I work a lot with Azure Databricks and a topic that always comes up is reporting on top of the data that is processed with Databricks. Even though notebooks offer some great ways to visualize data for analysts and power users, it is usually not the kind of report the top-management would expect. For those scenarios, you still need to use a proper reporting tool, which usually is Power BI when you are already using Azure and other Microsoft tools.
So, I am very happy that there is finally an official connector in PowerBI to access data from Azure Databricks! Previously you had to use the generic Spark connector (docs) which was rather difficult to configure and did only support authentication using a Databricks Personal Access Token.
With the new connector you can simply click on “Get Data” and then either search for “Azure Databricks” or go the “Azure” and scroll down until you see the new connector:
The next dialog that pops up will ask you for the hostname and HTTP path – this is very similar to the Spark connector. You find all the necessary information via the Databricks Web UI. As this connection is always bound to an existing cluster you need to go the clusters details page and check the Advanced Tab “JDBC/ODBC” as described here:
(NOTE: you can simply copy the Server Hostname and the HTTP Path from the cluster page)

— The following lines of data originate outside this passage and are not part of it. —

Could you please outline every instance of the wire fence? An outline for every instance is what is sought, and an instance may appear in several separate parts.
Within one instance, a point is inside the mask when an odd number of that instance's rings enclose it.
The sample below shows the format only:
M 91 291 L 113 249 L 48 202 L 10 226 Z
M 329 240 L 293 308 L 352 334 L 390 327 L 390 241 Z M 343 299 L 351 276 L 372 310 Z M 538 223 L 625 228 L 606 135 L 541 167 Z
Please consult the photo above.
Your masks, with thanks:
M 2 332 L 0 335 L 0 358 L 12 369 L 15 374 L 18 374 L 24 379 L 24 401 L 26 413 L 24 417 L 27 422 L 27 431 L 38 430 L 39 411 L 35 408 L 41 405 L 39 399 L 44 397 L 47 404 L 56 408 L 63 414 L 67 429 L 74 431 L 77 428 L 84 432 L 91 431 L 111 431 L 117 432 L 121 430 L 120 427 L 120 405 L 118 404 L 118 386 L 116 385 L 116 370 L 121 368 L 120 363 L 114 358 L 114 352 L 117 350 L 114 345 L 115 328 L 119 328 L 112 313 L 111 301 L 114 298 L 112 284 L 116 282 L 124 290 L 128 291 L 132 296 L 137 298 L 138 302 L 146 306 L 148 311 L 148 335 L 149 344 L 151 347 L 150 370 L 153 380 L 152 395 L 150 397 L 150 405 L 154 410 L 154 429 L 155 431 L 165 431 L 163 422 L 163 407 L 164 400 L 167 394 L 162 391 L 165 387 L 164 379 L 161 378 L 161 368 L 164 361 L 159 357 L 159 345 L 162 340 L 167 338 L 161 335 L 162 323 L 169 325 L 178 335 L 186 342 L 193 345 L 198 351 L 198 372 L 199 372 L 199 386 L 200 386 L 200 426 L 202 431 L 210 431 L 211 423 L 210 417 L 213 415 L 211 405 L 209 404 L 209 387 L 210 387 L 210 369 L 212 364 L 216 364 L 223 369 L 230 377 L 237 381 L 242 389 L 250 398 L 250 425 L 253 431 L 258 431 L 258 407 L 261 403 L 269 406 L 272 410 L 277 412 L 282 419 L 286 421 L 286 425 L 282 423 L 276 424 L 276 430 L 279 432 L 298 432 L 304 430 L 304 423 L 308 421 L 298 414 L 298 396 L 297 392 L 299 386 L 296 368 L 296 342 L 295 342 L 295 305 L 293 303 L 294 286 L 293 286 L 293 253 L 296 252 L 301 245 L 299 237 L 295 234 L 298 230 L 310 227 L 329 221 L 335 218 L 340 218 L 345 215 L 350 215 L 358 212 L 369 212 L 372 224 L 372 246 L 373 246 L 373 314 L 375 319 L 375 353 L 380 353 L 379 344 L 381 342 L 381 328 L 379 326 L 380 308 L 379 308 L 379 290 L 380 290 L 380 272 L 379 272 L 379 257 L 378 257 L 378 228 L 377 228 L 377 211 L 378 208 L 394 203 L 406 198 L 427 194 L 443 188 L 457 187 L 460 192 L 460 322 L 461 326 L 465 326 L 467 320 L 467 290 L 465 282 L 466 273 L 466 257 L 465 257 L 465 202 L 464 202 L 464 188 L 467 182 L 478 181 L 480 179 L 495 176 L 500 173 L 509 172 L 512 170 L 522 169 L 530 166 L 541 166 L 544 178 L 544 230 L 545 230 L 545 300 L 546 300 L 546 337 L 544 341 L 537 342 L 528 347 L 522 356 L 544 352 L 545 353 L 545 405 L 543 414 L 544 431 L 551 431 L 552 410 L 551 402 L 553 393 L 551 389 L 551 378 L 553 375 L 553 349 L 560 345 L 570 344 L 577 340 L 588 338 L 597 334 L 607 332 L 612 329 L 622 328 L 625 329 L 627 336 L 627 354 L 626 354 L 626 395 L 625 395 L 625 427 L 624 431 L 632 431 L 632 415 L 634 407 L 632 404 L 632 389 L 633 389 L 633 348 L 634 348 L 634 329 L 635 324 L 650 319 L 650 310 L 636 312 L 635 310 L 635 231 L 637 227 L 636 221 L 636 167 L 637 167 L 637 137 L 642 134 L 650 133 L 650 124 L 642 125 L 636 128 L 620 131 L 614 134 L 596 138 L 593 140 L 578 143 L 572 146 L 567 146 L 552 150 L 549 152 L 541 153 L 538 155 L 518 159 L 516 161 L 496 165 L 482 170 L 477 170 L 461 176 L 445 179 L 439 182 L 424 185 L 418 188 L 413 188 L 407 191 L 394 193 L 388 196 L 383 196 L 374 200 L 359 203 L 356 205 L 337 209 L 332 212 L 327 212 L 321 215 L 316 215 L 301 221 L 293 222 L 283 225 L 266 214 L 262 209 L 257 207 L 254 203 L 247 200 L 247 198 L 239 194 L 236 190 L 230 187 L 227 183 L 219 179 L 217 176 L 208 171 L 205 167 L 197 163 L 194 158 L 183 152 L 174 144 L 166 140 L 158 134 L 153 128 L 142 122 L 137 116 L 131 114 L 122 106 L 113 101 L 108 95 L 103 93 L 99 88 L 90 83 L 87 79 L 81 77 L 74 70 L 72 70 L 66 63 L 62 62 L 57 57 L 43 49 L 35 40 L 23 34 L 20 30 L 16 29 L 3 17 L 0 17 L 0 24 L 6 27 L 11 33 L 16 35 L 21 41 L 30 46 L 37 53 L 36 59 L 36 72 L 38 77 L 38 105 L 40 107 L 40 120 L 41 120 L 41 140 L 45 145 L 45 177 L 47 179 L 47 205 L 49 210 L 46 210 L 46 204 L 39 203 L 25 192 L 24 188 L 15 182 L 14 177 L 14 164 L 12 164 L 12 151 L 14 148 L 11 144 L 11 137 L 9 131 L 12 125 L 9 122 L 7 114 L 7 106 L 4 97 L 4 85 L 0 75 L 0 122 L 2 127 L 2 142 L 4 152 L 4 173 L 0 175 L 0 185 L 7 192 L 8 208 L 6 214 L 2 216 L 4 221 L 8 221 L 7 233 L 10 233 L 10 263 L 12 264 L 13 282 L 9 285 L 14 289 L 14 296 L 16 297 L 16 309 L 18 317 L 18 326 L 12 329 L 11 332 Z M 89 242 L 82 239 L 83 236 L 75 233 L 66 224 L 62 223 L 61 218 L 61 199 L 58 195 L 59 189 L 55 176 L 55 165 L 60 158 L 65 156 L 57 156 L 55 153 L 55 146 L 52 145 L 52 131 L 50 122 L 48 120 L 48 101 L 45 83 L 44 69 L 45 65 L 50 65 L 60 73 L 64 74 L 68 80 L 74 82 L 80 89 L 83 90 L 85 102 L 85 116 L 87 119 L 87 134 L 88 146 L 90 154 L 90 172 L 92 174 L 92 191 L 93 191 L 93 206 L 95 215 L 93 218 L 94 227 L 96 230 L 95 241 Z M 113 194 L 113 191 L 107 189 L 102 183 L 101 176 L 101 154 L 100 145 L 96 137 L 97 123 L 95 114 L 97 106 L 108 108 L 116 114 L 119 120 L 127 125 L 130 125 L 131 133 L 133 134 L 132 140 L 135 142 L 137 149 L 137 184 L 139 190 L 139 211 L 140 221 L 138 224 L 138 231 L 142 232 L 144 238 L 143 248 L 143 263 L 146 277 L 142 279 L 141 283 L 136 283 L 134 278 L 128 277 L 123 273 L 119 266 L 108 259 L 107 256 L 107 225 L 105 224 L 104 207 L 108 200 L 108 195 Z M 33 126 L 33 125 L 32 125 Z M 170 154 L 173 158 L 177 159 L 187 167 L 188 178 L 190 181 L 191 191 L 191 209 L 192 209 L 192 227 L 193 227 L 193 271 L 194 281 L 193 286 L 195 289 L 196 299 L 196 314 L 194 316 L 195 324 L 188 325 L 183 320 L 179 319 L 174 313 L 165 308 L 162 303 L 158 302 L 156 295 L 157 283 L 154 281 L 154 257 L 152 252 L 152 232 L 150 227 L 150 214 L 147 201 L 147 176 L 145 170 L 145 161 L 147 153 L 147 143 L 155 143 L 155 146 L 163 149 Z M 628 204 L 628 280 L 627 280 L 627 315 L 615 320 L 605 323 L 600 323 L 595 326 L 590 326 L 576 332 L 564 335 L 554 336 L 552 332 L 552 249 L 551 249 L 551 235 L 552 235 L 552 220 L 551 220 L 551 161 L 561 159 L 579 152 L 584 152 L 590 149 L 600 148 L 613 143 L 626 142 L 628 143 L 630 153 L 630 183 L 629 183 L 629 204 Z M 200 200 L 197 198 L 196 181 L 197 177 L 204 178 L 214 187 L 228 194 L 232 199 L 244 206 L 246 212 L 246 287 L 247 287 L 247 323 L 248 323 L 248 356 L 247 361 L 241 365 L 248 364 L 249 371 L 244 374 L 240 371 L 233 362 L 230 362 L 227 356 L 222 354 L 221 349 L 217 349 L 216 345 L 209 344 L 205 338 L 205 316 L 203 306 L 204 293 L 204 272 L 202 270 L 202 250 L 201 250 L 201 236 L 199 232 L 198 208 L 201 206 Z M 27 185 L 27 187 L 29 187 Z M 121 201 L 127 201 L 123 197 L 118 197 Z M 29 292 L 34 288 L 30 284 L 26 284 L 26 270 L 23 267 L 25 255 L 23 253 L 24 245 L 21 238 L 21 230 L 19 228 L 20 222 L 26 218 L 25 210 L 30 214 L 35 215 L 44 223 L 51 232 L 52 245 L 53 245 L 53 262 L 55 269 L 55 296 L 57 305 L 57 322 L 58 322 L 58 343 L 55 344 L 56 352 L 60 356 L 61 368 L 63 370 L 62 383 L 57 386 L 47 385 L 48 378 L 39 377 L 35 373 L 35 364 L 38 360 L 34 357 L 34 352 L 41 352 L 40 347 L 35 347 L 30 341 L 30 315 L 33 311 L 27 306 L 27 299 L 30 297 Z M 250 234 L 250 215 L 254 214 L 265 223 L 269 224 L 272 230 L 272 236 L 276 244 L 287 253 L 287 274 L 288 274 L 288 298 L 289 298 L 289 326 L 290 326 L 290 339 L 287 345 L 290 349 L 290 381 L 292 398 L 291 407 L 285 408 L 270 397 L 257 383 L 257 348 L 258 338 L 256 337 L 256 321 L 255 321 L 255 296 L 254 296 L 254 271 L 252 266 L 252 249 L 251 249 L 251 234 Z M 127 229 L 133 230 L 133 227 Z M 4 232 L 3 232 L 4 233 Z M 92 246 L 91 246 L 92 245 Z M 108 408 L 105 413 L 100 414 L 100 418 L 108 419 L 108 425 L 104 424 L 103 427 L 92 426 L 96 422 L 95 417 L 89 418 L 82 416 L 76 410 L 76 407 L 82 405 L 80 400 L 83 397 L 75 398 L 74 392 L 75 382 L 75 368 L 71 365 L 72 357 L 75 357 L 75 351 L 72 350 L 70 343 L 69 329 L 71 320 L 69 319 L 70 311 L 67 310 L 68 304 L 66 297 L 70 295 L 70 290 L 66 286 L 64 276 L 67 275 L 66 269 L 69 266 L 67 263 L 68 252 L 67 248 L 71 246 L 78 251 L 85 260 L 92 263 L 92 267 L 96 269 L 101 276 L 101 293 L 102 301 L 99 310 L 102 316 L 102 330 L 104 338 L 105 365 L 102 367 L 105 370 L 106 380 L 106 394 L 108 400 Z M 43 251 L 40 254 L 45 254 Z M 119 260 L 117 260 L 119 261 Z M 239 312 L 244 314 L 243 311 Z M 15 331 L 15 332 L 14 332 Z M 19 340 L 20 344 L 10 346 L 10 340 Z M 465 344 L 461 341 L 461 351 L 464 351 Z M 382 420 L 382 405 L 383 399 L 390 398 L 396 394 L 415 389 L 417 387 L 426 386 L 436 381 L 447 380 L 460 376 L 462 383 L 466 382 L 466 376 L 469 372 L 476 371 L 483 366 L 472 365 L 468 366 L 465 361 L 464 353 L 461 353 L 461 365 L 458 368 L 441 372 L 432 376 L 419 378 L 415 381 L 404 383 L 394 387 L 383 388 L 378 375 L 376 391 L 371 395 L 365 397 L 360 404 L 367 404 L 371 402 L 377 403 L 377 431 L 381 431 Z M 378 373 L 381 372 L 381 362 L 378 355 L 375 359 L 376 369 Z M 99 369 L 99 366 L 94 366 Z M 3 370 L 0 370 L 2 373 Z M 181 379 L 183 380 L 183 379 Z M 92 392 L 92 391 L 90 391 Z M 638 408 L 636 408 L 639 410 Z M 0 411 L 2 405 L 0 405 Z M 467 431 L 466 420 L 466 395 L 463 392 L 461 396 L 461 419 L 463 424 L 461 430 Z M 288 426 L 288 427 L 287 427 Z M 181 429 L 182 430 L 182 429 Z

The last part is then the authentication. As mentioned earlier the new connector now also supports Azure Active Directory authentication which allows you to use the same user that you use to connect to the Databricks Web UI!
Personal Access Tokens are also still supported and there is also Basic authentication using username/password.
Once you are connected, you can choose the tables that you want to import/connect and start building your report!
Here is also a quick overview which features are supported by the Spark and the Azure Databricks connector as there are some minor but important differences:
|Feature Comparison||Spark Connector||Databricks Connector|
|Power BI Desktop||YES||YES|
|Power BI Service||YES||YES *|
|Direct Query (Desktop)||YES||YES|
|Direct Query (Service)||YES||YES *|
|Manual Refresh (Service)||YES||YES *|
|Scheduled Refresh (Service)||YES||YES *|
|Azure Active Directory (AAD) Authentication||NO||YES|
|Personal Access Token Authentication||YES||YES|
|Performacne Improvements with Spark 3.x||NO *||YES *|
|Supports On-Premises data gateway||YES||NO|
*) Updated 2020-10-06: the new Databricks Connector for PowerBI now supports all features also in the PowerBI service!
Update 2020-10-06: So from the current point of view the new Databricks Connector is a superset of old Spark Connector with additional options for authentication and better performance with the latest Spark versions. So it is highly recommended to use the new Databricks Connector unless you have very specific reasons to use the Spark connector! Actually the only reason why I would still use the Spark connector is the support for the On-Premises data gateway in case your Spark or Databricks cluster is hosted in a private VNet.
So currently the generic Spark connector still looks superior simply for the support in the Power BI Service. However, I am quite sure that it will be fully supported also by the Power BI Service in the near future. I will update this post accordingly!
On the other hand, Azure Active Directory authentication is a huge plus for the native Azure Databricks connector as you do not have to mess around with Databricks Personal Access Tokens (PAT) anymore!
Another thing that I have not yet tested but would be very interesting is whether Pass-Through security works with this new connector. So you log in with your AAD credentials in Power BI, they get passed on to Databricks and from there to the Data Lake Store. For Databricks Table Access Control I assume this will just work as it does for PAT as it is not related to AAD authentication.